© Brigitte Bauer
Atelier De Visu 19 rue des trois rois 13006 Marseille France
“Un matin, l’envie me prenant de faire une promenade, je mis le chapeau sur la tête et, en courant, quittai le cabinet de travail ou de fantasmagorie pour dévaler l’escalier et me précipiter dans la rue.” Robert Walser, La Promenade
Qu’est-ce qu’un jardin ? Y aller, oui, mais pour quoi faire ? parce que l’on est de passage, en attente, parce que c’est la pause de midi, ou parce que l’on n’a pas de jardin chez soi, ou pas de chez soi tout court. je perçois les jardins publics comme un immense territoire de relations sociales, d’autant qu’entre les parcs et jardins officiels, s’interposent toujours ces espaces précaires
et privilégiés que sont un bout de pelouse, l’ombre d’un arbre - des espaces qui sont investis en tant que jardin.
Activités solitaires, entre amis ou en famille ; rencontres furtives ou rendez-vous fixes, les relations sociales du jardin public oscillent également entre l’attitude privée et la conscience d’être dans un espace public, être en contrôle, donc, autant qu’en représentation. Attentive à la théâtralité naturelle - si j’ose dire - et consciente de l’artificialité des espaces eux-mêmes, j’ai voulu être, dans un premier temps du moins, l’observatrice ; celle qui garde une certaine distance. l’espace du jardin s’est ouvert devant moi comme un théâtre où se jouent des scènes sans cesse renouvelées. d’une photographie à l’autre, nous n’avons pas tant affaire à une série qu’à un montage qui crée du mouvement entre les images. un élément autre s’ajoute ensuite : en passant d’une photographie à l’autre l’on peut s’apercevoir de la présence d’un personnage récurrent. tantôt mêlé à un groupe, tantôt observateur aperçu au loin, il passe au premier plan, se devine ou disparaît puis réapparaît encore. Avec ou sans lui, nous sommes invités à observer ces jardins, à scruter les attitudes des uns et des autres, avec une candeur empreinte parfois d’une légère ironie. Élément de fiction dans des images d’apparence plutôt documentaire, il fait le lien entre les espaces qu’il investit et traverse - du parc citadin aux espaces paysagés en bord de mer, en passant par des lieux, tour à tour, splendides, tristes, laids, vides ou débordants de vie.

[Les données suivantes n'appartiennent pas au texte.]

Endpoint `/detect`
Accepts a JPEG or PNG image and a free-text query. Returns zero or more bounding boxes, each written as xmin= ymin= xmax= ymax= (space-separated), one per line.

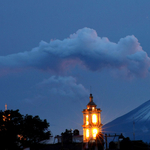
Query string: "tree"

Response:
xmin=21 ymin=115 xmax=50 ymax=146
xmin=0 ymin=110 xmax=50 ymax=150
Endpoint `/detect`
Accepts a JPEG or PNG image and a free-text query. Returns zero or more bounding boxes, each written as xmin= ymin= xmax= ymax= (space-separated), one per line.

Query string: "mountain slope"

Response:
xmin=103 ymin=100 xmax=150 ymax=142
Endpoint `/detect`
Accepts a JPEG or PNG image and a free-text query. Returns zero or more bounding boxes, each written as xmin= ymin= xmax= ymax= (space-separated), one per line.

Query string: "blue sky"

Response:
xmin=0 ymin=0 xmax=150 ymax=135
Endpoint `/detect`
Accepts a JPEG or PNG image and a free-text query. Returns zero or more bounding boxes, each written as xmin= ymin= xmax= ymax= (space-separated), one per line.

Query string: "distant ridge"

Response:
xmin=103 ymin=100 xmax=150 ymax=143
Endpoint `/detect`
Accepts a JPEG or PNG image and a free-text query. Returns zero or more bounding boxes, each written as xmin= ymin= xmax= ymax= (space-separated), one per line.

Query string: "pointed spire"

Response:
xmin=5 ymin=104 xmax=7 ymax=111
xmin=89 ymin=94 xmax=93 ymax=102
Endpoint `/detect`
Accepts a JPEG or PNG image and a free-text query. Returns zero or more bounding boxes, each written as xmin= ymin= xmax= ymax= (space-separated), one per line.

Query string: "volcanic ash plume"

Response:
xmin=0 ymin=28 xmax=150 ymax=77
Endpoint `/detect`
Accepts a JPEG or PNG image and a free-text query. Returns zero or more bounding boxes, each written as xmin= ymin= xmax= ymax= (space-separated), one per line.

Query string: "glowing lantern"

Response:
xmin=92 ymin=114 xmax=97 ymax=123
xmin=82 ymin=94 xmax=102 ymax=143
xmin=86 ymin=115 xmax=89 ymax=125
xmin=86 ymin=129 xmax=89 ymax=138
xmin=93 ymin=129 xmax=97 ymax=139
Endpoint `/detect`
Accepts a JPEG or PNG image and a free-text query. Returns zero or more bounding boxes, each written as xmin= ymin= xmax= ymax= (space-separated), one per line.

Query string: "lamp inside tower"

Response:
xmin=92 ymin=114 xmax=97 ymax=123
xmin=86 ymin=115 xmax=89 ymax=125
xmin=86 ymin=129 xmax=89 ymax=138
xmin=93 ymin=129 xmax=97 ymax=139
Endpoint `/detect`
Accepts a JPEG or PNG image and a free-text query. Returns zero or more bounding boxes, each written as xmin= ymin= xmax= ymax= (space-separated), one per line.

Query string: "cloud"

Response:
xmin=38 ymin=76 xmax=89 ymax=99
xmin=0 ymin=28 xmax=150 ymax=77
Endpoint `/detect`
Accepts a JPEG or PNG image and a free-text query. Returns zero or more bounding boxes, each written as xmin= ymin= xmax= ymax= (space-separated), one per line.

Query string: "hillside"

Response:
xmin=103 ymin=100 xmax=150 ymax=142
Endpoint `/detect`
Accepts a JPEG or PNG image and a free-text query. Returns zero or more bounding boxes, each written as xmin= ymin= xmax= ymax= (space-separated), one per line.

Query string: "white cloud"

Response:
xmin=0 ymin=28 xmax=150 ymax=77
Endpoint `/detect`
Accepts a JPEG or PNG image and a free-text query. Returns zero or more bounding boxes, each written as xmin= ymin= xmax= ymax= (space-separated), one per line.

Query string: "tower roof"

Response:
xmin=87 ymin=94 xmax=97 ymax=107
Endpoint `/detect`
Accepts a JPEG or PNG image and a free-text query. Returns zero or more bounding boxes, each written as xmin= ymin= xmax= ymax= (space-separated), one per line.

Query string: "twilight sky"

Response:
xmin=0 ymin=0 xmax=150 ymax=136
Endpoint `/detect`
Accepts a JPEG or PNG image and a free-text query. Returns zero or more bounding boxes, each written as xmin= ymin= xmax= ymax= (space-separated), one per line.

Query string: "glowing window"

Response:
xmin=93 ymin=129 xmax=97 ymax=139
xmin=92 ymin=114 xmax=97 ymax=123
xmin=86 ymin=129 xmax=89 ymax=138
xmin=86 ymin=115 xmax=89 ymax=125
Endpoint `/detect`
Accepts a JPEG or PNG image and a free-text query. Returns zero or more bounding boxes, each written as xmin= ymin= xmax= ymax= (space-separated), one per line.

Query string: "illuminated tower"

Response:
xmin=82 ymin=94 xmax=102 ymax=142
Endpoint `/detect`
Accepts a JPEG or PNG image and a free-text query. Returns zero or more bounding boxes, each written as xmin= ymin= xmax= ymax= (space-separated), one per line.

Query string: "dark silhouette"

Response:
xmin=0 ymin=110 xmax=50 ymax=150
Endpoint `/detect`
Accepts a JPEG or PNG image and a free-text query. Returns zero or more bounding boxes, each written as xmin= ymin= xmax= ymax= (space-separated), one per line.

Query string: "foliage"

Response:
xmin=0 ymin=110 xmax=50 ymax=150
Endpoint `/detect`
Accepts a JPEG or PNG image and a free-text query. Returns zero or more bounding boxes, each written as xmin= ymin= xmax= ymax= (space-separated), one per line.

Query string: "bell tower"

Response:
xmin=82 ymin=94 xmax=102 ymax=143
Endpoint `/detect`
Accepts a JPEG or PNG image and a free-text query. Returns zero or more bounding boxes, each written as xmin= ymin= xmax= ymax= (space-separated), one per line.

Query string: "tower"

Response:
xmin=82 ymin=94 xmax=102 ymax=142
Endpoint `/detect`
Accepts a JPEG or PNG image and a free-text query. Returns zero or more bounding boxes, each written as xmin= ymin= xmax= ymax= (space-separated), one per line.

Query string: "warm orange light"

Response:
xmin=86 ymin=129 xmax=89 ymax=138
xmin=92 ymin=114 xmax=97 ymax=123
xmin=86 ymin=115 xmax=89 ymax=125
xmin=93 ymin=129 xmax=97 ymax=139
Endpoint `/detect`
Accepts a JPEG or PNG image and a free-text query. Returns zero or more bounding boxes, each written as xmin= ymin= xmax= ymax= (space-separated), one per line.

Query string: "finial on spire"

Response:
xmin=5 ymin=104 xmax=7 ymax=111
xmin=89 ymin=93 xmax=93 ymax=102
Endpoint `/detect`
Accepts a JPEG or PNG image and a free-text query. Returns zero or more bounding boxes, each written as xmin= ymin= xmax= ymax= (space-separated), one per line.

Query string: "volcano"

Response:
xmin=102 ymin=100 xmax=150 ymax=143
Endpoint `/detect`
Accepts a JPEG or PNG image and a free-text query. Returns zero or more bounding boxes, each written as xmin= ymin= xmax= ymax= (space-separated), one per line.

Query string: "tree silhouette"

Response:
xmin=0 ymin=110 xmax=50 ymax=150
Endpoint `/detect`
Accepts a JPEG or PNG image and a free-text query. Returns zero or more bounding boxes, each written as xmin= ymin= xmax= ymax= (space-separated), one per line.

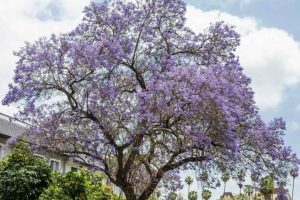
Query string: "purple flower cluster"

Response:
xmin=2 ymin=0 xmax=299 ymax=199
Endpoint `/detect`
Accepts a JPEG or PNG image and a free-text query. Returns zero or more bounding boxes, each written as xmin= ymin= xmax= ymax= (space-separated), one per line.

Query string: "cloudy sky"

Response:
xmin=0 ymin=0 xmax=300 ymax=199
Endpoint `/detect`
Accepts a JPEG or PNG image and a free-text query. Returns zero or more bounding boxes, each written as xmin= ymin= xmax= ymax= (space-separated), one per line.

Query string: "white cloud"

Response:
xmin=0 ymin=0 xmax=90 ymax=114
xmin=287 ymin=121 xmax=300 ymax=131
xmin=187 ymin=6 xmax=300 ymax=110
xmin=0 ymin=0 xmax=300 ymax=111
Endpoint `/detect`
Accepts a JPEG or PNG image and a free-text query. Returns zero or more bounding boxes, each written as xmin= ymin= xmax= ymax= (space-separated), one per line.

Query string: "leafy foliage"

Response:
xmin=202 ymin=190 xmax=211 ymax=200
xmin=260 ymin=175 xmax=275 ymax=197
xmin=0 ymin=143 xmax=51 ymax=200
xmin=188 ymin=191 xmax=198 ymax=200
xmin=39 ymin=170 xmax=122 ymax=200
xmin=2 ymin=0 xmax=298 ymax=200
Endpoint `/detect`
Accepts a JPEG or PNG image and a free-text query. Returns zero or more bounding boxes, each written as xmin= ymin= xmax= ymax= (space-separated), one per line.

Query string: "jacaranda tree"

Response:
xmin=2 ymin=0 xmax=297 ymax=200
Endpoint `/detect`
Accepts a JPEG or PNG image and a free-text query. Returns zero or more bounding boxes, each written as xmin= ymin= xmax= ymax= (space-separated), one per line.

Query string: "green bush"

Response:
xmin=40 ymin=169 xmax=122 ymax=200
xmin=0 ymin=143 xmax=51 ymax=200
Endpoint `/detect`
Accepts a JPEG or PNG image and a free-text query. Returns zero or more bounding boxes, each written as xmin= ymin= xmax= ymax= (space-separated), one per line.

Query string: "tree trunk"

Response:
xmin=292 ymin=177 xmax=295 ymax=200
xmin=124 ymin=191 xmax=137 ymax=200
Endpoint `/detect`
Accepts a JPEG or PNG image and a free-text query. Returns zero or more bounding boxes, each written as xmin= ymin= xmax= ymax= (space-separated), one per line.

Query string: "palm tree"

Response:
xmin=290 ymin=168 xmax=299 ymax=200
xmin=221 ymin=172 xmax=230 ymax=194
xmin=184 ymin=176 xmax=194 ymax=194
xmin=251 ymin=172 xmax=259 ymax=196
xmin=260 ymin=175 xmax=274 ymax=200
xmin=202 ymin=190 xmax=211 ymax=200
xmin=237 ymin=169 xmax=246 ymax=194
xmin=244 ymin=185 xmax=253 ymax=199
xmin=188 ymin=191 xmax=198 ymax=200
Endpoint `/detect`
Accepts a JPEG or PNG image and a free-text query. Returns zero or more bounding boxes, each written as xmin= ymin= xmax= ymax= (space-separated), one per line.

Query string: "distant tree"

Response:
xmin=237 ymin=169 xmax=246 ymax=194
xmin=202 ymin=190 xmax=211 ymax=200
xmin=2 ymin=0 xmax=297 ymax=200
xmin=260 ymin=175 xmax=274 ymax=200
xmin=188 ymin=191 xmax=198 ymax=200
xmin=167 ymin=192 xmax=178 ymax=200
xmin=244 ymin=185 xmax=253 ymax=199
xmin=290 ymin=168 xmax=299 ymax=200
xmin=277 ymin=192 xmax=289 ymax=200
xmin=250 ymin=171 xmax=260 ymax=196
xmin=0 ymin=143 xmax=52 ymax=200
xmin=221 ymin=171 xmax=230 ymax=194
xmin=184 ymin=176 xmax=194 ymax=194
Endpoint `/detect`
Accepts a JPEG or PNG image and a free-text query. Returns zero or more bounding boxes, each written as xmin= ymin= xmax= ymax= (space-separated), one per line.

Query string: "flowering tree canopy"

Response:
xmin=2 ymin=0 xmax=297 ymax=200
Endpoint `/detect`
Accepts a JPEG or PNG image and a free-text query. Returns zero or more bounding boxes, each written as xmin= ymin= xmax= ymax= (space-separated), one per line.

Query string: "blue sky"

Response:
xmin=0 ymin=0 xmax=300 ymax=199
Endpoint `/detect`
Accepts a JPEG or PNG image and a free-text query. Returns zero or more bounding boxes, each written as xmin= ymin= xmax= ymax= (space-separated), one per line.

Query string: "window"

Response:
xmin=71 ymin=167 xmax=79 ymax=172
xmin=34 ymin=154 xmax=45 ymax=160
xmin=50 ymin=159 xmax=60 ymax=170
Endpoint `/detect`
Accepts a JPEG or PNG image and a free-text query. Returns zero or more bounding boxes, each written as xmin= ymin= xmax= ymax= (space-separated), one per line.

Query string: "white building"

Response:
xmin=0 ymin=113 xmax=82 ymax=173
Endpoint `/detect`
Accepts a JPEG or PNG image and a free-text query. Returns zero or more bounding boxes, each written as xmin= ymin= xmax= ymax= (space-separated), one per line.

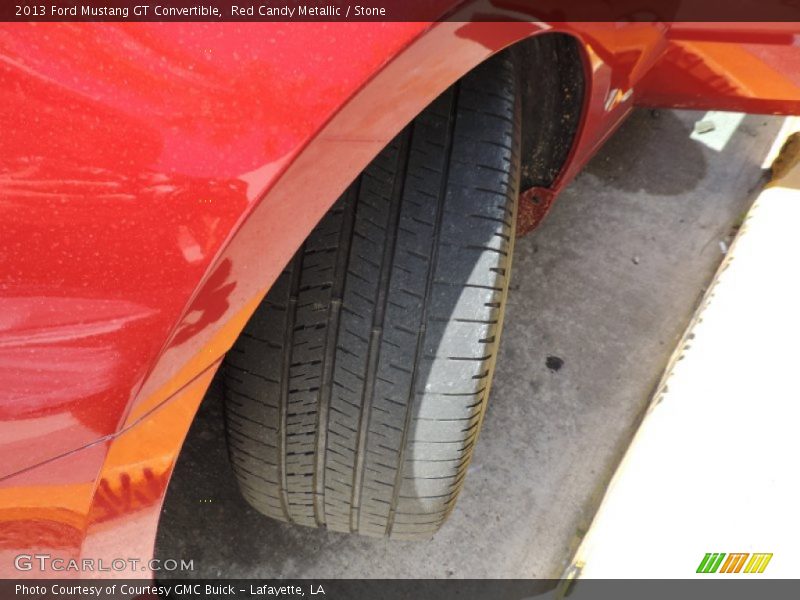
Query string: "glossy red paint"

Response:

«Aller aux jardins a été réalisé dans des jardins, parcs et autres espaces publics à travers le département treize, dans le cadre d’un partenariat de production et de diffusion avec le service patrimoine du Conseil général des Bouches-du-rhône. si la localisation géographique des espaces investis découle directement des paramètres de départ inhérents à ce partenariat, il ne s’agit pas d’un travail «local» au sens usuel du terme.
Brigitte Bauer
© Brigitte Bauer
« Aller aux jardins »
il est possible de reconnaître dans les photographies de Brigitte Bauer le partage entre une préoccupation forte pour l’architecture et un intérêt pour le paysage, ou plus exactement pour les lieux et ce qu’ils portent de traces et d’histoire. il y a d’un côté quelque chose qui tient du dessin, à la construction, à la composition de l’espace et qui appelle une certaine abstraction, si ce n’est une intemporalité, et de l’autre quelque chose qui tient à ce qui fait la particularité d’un endroit, la singularité d’un instant, la marque sensible d’un moment vécu au présent. les photographies viennent alors travailler la paradoxale complémentarité de cette relation, sans en résoudre la part de conflit, sans en effacer l’élément de contradiction. Ce qui tient et s’impose comme une totalité harmonieuse est aussitôt inquiété par la présence d’une force de dissociation, une discrète tendance dispersive et dissonante. C’est bien sûr la part du hasard ou de l’accident mais aussi celle de l’intervention rusée du photographe, sa façon d’introduire dans le champ une infime perturbation, un élément de jeu à la limite de la mise en scène. par là, cet écart intérieur à l’image est la source d’une stratégie d’écriture, le départ d’une potentialité imaginaire. le jardin de Bauer est un jardin méandre qui nous fait passer d’un lieu à l’autre dans une continuité en quelque sorte virtuelle, toujours en acte dans le mouvement du déplacement mais mue par sa
propre logique et sa propre énergie, une logique et une énergie visuelles, ou plus exactement photographiques. on est guidé dans une déambulation qui nous fait traverser des lieux toujours précisément situés dans leur relation aux bâtiments, à la mer, au paysage, mais jamais fermés sur la limite d’une localisation géographique. de ce point de vue, nous sommes à mille lieues d’un catalogue raisonné. Ce qui se joue relève de l’articulation des images, du montage, au sens quasi cinématographique du terme.